CPD/Clinical Relevance: Many incidental findings are innocuous, yet their recognition and documentation are essential because some will warrant medical or surgical intervention.
Article
Cone beam computed tomography (CBCT) is an indispensable imaging modality in dentistry and oral and maxillofacial surgery (OMFS) because of its ability to visualize the hard tissues of the maxillofacial skeleton in three dimensions (3D). It is also readily available in general dental practice, which has advanced the diagnostic and treatment capacity of the primary care practitioner. Further advantages include the fast scanning time and the ability to merge scans with implant planning and diagnostic software.

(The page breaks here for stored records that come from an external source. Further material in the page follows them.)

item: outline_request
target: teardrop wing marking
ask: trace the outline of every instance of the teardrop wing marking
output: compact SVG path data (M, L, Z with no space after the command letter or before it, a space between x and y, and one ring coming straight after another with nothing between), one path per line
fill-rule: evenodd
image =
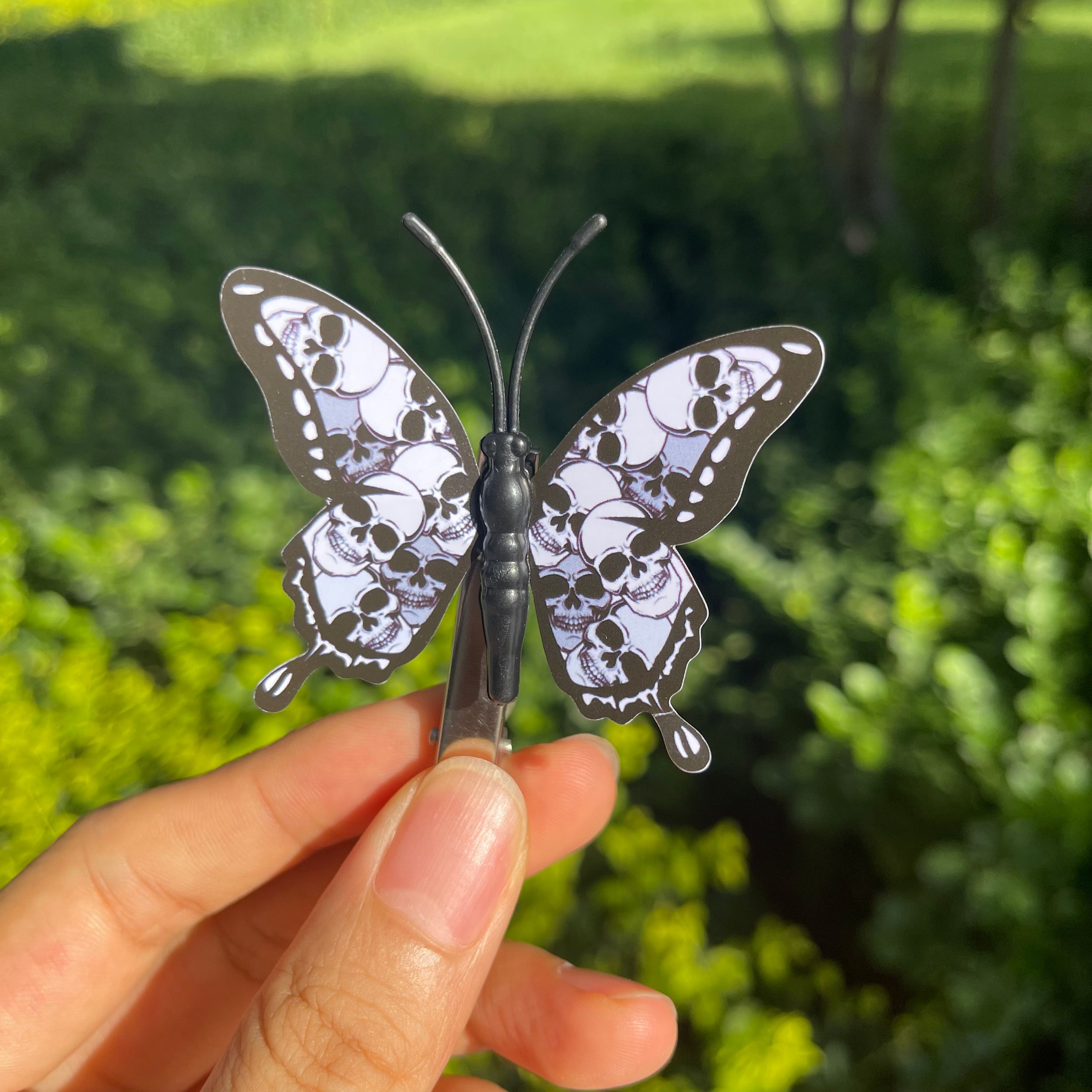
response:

The main uses of dental CBCT can be divided into the planning of dental procedures (for example, where vital anatomical structures may be compromised in a surgical intervention), in planning complex endodontic treatment, or in the investigation of complications (for example, when a root has been displaced into the sinus or there is a persistent peri-apical radiolucency following endodontic treatment).
Although CBCT technology has been in use in Europe since 1996, its widespread use in dentistry is a more recent advancement. The introduction of a new imaging modality carries with it many concerns that must be addressed. Personnel who wish to use CBCT in their practice must be adequately trained to ensure the safety of patients and staff, and there must also be appropriate selection of cases, and maximum diagnostic yield from each study. Studies must be adequately interpreted to ensure any information acquired can be acted upon or taken into account in treatment planning.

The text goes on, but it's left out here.